In fact, preparing for the math subject GRE, which you should take if you are planning on graduate school in mathematics in the US, was really helpful for me to recall a lot of the information I had managed to forget as an undergraduate. It also made a lot of connections between fields clear to me. (Of course I have now forgotten it all again!)
Mostly, you should aim to remember the major theorems, and a general idea of how they are proved and how it fits into the 'big picture'. It is okay to not remember every single detail of every proof.
Usually one spends the first year of a PhD program in mathematics taking courses in a number of areas (algebra, analysis, and topology where I went to grad school), and then one is expected to pass qualifying exams based on those first-year courses -- the advanced students who already know the material for these courses coming in will likely get the opportunity to take the quals early. In some sense the idea here is that regardless of what your thesis eventually turns out to be, every math PhD student should know about, say, the fundamental group, or Grobner bases.

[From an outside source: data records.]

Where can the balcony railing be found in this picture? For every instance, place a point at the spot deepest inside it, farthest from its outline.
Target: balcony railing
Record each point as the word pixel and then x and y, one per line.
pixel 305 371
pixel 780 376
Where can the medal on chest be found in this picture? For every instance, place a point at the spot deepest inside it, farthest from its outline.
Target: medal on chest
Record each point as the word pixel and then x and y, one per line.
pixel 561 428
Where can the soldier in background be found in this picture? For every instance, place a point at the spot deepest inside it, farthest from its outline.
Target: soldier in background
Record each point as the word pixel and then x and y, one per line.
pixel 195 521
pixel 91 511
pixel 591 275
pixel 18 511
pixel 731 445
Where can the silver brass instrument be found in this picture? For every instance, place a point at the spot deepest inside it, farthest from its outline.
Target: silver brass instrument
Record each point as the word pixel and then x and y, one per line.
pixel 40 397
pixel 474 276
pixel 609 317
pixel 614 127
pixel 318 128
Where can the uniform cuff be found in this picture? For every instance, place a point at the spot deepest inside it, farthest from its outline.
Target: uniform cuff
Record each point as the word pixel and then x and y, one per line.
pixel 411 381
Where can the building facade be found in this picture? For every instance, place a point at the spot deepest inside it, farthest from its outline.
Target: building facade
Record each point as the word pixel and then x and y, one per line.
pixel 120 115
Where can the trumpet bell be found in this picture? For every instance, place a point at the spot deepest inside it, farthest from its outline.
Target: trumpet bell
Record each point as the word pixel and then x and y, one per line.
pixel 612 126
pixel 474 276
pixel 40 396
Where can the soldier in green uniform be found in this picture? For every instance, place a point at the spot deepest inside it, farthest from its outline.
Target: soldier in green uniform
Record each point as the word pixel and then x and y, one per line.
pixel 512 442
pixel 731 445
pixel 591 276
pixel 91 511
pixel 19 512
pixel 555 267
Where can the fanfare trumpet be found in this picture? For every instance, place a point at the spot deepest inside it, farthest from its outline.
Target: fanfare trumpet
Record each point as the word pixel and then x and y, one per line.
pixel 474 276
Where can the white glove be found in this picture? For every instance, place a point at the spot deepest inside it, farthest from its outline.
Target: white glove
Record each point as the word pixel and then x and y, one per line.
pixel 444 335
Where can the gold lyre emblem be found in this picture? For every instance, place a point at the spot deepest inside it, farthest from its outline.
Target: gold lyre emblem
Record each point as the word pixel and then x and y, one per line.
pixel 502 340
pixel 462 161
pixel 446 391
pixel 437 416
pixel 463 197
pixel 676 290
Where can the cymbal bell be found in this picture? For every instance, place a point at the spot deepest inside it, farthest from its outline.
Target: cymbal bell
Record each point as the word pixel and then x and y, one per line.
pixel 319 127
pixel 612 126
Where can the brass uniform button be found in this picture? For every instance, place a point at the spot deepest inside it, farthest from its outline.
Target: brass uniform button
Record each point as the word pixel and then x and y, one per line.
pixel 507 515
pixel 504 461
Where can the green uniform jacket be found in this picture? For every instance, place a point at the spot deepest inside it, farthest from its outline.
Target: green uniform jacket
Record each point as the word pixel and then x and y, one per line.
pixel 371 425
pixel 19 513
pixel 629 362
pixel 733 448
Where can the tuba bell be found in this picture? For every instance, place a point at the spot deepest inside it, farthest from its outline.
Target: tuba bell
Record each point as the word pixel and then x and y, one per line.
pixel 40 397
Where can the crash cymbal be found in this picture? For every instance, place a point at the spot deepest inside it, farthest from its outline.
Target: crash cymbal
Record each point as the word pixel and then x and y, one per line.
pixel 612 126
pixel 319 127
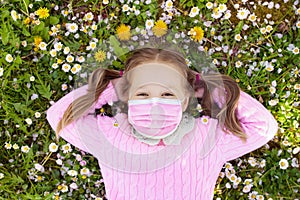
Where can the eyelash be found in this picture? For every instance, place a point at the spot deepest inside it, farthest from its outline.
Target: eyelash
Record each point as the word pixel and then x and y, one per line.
pixel 145 94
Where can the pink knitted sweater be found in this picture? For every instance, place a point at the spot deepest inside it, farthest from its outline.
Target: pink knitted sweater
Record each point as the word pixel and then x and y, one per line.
pixel 191 176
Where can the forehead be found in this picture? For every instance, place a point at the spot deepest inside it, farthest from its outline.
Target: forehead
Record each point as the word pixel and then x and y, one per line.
pixel 168 76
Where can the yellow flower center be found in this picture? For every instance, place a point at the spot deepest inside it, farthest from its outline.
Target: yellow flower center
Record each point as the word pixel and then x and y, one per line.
pixel 160 28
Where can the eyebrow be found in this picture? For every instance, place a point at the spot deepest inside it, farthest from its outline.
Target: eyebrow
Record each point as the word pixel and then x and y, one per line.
pixel 171 89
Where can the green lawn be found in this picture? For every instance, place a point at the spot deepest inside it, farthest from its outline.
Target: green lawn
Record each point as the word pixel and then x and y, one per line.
pixel 47 47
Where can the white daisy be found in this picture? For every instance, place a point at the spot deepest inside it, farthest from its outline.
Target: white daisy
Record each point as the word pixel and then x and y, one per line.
pixel 43 46
pixel 209 5
pixel 66 50
pixel 9 58
pixel 53 53
pixel 58 46
pixel 243 13
pixel 66 67
pixel 25 149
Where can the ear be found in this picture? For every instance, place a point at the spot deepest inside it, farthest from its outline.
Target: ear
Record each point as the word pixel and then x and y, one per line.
pixel 185 104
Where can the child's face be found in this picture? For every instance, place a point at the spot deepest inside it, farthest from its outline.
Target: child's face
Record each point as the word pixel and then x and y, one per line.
pixel 160 80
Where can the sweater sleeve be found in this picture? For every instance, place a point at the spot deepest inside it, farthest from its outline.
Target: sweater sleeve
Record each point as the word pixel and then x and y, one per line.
pixel 258 124
pixel 72 133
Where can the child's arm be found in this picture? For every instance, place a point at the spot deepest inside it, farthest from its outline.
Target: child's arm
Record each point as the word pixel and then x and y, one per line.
pixel 70 133
pixel 256 121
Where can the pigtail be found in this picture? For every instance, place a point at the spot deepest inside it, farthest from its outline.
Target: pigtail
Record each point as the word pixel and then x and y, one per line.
pixel 98 81
pixel 220 98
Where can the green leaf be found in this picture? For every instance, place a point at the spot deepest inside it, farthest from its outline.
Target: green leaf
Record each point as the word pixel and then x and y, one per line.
pixel 116 46
pixel 54 20
pixel 19 107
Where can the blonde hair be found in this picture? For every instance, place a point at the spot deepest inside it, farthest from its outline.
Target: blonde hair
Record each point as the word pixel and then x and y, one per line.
pixel 100 79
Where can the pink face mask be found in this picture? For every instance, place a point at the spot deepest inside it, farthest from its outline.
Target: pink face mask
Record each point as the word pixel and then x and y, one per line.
pixel 155 118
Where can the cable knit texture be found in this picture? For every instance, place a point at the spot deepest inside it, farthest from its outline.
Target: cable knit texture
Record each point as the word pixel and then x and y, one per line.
pixel 192 176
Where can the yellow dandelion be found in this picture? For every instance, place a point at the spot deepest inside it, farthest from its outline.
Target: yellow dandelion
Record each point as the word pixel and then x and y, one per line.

After passing quals, one tends to become more and more specialized, usually this means we forget a lot of what the first-year courses covered, but again, since we learned it well enough to pass quals once, this means that in research you get a sneaking suspicion like 'this smells like covering spaces', and then you go back and remind yourself of all the stuff about covering spaces you had learned back in the day.
Anyway, the point is that at least at the beginning of a graduate program you are expected to learn a number of things in a number of areas, and most likely demonstrate this by passing qualifying exams of some form. Then as you get more specialized, many things get forgotten, but you usually remember enough to know where to look things up when needed.